Poza wspomnianym "JustSaiyanem", z NA w top4 znaleźli się również "Languagehacker" oraz "Bloodyface", którzy dość niespodziewanie zmierzyli się ze sobą w finale, gdzie lepszy okazał się ten pierwszy. Rozgrywki półfinałowe oraz finałowe, są jednak tak naprawdę znacznie mniej naładowane emocjami, gdyż co prawda są różnice w nagrodach finansowych, jednakże celem nadrzędnym każdego gracza jest znalezienie się w top4, które zapewnia miejsce na mistrzostwach.

Ostatnim graczem, któremu udało się wywalczyć miejsce na najważniejszym turnieju roku, jest reprezentant Tajwanu "BloodTrail". Jest to tym bardziej zasłużone, że był to jedyny gracz, który grał także na mistrzostwach sezonu pierwszego, gdzie jednak musiał uznać wyższość Polaka - "A83650".

Póki co, jest to jedyny reprezentant Azji, któremu udało się zakwalifikować. Na poprzednich finałach w najlepszej czwórce znalazła się trójka Europejczyków oraz Amerykanin - teraz zaś, to gracze zza oceanu wysunęli się na prowadzenie, jeżeli chodzi o liczebność na najważniejszym turnieju.

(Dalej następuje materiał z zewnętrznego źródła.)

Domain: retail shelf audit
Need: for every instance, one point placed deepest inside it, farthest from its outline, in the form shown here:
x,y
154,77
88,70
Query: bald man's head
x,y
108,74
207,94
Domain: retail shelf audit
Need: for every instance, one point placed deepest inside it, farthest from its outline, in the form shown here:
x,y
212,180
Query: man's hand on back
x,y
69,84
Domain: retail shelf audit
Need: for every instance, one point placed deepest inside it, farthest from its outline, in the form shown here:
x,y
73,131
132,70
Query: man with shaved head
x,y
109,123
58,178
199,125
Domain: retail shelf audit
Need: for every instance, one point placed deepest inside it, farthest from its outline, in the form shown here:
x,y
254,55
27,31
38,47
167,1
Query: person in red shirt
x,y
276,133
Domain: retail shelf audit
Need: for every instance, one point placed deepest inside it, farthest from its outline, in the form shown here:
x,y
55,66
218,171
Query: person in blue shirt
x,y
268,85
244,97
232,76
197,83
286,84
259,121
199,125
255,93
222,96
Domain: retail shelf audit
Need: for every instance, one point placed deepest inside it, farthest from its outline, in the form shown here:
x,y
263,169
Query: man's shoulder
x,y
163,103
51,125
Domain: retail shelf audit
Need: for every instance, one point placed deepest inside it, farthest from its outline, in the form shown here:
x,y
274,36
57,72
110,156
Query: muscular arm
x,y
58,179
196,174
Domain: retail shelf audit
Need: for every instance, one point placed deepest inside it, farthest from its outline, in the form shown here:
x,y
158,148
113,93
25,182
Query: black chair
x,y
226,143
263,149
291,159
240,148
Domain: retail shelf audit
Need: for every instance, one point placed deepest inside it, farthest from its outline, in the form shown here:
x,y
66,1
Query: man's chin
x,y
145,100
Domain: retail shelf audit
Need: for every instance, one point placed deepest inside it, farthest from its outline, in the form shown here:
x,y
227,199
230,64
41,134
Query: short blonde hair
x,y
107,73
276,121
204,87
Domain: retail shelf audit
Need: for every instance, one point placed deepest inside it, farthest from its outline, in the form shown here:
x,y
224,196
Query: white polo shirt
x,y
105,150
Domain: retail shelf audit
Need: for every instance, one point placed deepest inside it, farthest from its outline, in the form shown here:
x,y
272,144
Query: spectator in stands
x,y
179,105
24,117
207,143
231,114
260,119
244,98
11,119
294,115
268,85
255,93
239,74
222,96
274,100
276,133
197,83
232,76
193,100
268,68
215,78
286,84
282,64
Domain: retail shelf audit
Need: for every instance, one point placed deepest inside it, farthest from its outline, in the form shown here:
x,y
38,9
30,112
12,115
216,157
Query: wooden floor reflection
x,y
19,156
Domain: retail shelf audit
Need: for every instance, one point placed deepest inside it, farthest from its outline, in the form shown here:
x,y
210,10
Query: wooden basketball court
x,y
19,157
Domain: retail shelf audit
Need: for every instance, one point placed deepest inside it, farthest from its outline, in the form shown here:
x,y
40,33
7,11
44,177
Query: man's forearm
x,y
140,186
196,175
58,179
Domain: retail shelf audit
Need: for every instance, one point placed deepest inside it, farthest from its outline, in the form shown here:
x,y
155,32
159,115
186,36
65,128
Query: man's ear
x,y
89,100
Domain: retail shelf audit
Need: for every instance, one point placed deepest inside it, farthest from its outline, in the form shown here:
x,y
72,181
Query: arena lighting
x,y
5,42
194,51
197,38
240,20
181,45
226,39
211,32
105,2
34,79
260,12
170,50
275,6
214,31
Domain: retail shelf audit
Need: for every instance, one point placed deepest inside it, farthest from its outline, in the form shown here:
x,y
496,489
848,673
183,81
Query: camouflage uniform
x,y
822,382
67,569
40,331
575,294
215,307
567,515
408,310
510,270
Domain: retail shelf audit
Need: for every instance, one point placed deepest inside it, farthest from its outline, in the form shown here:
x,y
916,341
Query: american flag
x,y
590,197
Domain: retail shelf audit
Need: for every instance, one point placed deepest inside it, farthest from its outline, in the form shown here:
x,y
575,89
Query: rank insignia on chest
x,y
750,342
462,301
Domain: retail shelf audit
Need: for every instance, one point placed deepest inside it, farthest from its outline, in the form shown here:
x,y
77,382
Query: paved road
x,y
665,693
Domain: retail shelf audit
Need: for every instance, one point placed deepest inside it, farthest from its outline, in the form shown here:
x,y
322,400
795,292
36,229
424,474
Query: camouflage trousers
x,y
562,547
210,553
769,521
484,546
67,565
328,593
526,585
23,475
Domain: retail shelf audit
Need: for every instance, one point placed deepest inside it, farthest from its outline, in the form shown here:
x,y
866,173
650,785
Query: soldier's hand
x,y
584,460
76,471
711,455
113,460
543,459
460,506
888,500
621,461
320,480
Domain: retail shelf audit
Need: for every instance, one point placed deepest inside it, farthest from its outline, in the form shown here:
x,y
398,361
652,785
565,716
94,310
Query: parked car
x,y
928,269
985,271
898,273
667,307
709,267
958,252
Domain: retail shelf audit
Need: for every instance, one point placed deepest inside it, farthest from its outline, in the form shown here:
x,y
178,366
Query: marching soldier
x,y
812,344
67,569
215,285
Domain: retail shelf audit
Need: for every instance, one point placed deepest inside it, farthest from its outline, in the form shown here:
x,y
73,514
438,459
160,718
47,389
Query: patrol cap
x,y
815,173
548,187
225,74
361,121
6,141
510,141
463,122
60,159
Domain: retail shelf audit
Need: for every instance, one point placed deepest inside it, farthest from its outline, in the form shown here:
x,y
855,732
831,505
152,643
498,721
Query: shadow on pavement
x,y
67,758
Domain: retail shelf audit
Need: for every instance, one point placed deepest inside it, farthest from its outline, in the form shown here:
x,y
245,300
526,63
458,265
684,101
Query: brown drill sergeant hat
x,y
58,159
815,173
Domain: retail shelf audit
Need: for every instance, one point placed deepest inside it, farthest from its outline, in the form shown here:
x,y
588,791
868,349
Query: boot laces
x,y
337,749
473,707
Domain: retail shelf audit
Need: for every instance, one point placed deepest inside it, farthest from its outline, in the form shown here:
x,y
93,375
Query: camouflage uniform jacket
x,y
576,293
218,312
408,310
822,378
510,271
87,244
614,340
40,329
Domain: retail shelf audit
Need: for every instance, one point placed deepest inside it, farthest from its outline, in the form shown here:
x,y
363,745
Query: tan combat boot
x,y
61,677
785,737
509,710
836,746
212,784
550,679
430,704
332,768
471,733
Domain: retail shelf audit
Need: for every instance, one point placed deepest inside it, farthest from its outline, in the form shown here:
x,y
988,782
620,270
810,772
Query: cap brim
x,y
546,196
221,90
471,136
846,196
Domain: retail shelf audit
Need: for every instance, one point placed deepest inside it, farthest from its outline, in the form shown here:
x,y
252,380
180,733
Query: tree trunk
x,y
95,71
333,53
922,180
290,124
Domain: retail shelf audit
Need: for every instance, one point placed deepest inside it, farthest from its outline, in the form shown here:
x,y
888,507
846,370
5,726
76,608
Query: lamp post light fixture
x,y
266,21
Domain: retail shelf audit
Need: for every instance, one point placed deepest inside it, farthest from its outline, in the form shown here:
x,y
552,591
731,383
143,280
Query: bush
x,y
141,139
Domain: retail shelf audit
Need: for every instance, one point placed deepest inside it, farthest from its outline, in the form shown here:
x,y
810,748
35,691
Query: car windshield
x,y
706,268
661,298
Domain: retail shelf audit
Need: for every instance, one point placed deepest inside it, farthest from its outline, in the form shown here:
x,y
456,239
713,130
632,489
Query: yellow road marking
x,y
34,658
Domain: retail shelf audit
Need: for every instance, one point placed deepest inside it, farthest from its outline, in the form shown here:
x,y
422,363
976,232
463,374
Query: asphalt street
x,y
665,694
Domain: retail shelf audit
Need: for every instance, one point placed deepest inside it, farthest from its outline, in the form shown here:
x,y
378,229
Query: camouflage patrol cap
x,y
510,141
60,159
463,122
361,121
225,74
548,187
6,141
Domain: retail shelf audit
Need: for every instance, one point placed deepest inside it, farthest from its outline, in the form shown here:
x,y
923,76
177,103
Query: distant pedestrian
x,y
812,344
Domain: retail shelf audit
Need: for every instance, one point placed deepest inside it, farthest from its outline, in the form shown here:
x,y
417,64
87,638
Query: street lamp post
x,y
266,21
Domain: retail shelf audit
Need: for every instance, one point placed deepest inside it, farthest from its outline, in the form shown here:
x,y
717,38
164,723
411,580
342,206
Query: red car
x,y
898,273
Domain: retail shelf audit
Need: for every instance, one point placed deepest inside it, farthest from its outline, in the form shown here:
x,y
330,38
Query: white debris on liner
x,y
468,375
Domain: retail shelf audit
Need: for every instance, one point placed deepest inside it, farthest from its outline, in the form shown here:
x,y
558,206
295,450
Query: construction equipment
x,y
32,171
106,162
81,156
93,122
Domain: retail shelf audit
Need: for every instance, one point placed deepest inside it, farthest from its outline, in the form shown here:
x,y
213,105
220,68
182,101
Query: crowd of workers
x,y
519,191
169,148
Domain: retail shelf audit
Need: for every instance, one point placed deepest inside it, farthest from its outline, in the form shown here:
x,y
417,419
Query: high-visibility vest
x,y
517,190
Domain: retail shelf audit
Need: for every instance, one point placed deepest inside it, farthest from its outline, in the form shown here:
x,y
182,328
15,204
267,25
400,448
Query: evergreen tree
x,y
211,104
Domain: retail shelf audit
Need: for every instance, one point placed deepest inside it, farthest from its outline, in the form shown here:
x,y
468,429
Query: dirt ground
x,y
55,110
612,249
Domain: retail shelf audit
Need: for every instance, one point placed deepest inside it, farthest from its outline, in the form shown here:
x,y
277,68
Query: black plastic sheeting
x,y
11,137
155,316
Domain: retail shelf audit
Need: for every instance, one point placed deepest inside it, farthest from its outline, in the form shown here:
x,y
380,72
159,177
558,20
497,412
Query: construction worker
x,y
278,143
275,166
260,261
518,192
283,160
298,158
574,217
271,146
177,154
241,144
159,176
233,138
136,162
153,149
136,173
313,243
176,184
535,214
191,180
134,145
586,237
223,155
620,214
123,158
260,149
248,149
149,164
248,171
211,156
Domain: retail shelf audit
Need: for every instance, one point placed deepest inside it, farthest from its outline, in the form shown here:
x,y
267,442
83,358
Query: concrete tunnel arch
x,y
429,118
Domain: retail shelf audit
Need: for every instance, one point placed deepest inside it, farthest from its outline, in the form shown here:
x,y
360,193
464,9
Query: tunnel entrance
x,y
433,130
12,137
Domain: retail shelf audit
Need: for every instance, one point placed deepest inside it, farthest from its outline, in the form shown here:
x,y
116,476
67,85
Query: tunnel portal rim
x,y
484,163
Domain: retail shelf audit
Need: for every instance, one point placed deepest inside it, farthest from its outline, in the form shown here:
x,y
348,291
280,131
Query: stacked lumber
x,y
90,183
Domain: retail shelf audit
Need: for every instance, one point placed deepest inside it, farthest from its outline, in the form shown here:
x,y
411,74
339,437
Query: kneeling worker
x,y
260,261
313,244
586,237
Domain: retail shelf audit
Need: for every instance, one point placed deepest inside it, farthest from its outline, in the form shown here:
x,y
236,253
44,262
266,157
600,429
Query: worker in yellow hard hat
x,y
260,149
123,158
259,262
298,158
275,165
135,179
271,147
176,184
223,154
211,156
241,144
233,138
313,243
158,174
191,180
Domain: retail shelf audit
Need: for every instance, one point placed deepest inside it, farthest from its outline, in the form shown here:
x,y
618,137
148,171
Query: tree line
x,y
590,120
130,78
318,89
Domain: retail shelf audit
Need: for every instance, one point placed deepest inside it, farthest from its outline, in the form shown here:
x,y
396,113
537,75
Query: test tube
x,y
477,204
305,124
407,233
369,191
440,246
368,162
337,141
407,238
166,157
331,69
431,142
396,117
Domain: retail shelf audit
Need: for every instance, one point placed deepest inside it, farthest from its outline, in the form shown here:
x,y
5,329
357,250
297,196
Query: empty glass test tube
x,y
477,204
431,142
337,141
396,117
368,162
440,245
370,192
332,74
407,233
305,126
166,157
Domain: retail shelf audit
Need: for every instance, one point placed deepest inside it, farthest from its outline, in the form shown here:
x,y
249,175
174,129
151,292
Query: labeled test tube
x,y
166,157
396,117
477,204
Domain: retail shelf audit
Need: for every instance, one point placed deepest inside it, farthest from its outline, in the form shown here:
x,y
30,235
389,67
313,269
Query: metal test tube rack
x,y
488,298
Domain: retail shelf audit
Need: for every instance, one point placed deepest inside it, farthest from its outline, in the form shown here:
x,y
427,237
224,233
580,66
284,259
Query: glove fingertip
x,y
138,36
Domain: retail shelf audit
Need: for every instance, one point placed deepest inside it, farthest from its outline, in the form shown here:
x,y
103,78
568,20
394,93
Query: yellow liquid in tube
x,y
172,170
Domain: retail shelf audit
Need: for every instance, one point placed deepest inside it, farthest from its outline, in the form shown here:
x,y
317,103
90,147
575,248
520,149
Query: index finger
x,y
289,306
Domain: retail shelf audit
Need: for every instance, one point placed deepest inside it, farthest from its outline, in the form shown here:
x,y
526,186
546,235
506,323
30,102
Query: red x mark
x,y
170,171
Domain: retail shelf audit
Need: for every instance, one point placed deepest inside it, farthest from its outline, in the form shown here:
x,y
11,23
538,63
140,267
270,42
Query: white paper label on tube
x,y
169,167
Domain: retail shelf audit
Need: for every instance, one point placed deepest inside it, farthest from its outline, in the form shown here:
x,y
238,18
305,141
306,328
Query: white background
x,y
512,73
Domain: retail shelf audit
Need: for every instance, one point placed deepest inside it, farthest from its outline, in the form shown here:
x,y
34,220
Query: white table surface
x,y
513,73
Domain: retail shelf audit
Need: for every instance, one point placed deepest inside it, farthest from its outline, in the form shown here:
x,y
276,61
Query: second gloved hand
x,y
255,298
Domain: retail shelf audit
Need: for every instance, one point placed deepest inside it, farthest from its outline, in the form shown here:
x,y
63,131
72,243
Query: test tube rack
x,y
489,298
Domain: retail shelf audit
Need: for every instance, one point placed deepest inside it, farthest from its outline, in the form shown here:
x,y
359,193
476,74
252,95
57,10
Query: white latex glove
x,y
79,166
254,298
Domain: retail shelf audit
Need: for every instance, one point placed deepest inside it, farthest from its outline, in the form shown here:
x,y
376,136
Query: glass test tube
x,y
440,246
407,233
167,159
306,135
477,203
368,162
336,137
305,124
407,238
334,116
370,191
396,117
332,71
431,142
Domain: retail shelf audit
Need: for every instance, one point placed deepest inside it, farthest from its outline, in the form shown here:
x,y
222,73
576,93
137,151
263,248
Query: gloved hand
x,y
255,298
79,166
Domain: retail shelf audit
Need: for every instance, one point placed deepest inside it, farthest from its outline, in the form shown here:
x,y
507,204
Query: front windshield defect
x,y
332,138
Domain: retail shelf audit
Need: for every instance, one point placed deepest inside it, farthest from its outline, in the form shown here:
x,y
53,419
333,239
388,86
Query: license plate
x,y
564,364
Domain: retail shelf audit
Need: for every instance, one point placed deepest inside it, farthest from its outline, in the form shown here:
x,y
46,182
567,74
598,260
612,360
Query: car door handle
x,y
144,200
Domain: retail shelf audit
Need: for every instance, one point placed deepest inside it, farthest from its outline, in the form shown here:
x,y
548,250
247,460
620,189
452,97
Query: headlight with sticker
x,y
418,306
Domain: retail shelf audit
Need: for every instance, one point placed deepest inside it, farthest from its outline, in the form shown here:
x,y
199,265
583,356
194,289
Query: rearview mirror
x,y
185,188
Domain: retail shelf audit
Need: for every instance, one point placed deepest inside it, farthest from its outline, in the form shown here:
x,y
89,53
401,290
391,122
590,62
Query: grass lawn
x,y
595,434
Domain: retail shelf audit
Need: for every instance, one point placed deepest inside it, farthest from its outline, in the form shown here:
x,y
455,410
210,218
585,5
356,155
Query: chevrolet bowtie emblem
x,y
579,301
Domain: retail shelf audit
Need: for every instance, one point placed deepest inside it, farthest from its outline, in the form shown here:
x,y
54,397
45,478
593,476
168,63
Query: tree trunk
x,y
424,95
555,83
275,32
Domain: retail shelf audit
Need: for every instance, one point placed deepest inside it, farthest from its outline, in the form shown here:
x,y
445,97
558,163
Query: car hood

Coraz więcej graczy natomiast irytuje fakt, że z racji osobnego serwera, Chinom przysługuje taka sama liczba miejsc jak innym regionom. Jest to rzeczywiście nie do końca sprawiedliwe patrząc na poziom prezentowany przez tamtejszych graczy. Uwzględniając jednakże na to, jak dużym rynkiem jest Państwo Środka, oraz jak duża część publiki pochodzi właśnie stamtąd, wątpliwe jest, aby Blizzard zamierzał coś w tej kwestii zmienić.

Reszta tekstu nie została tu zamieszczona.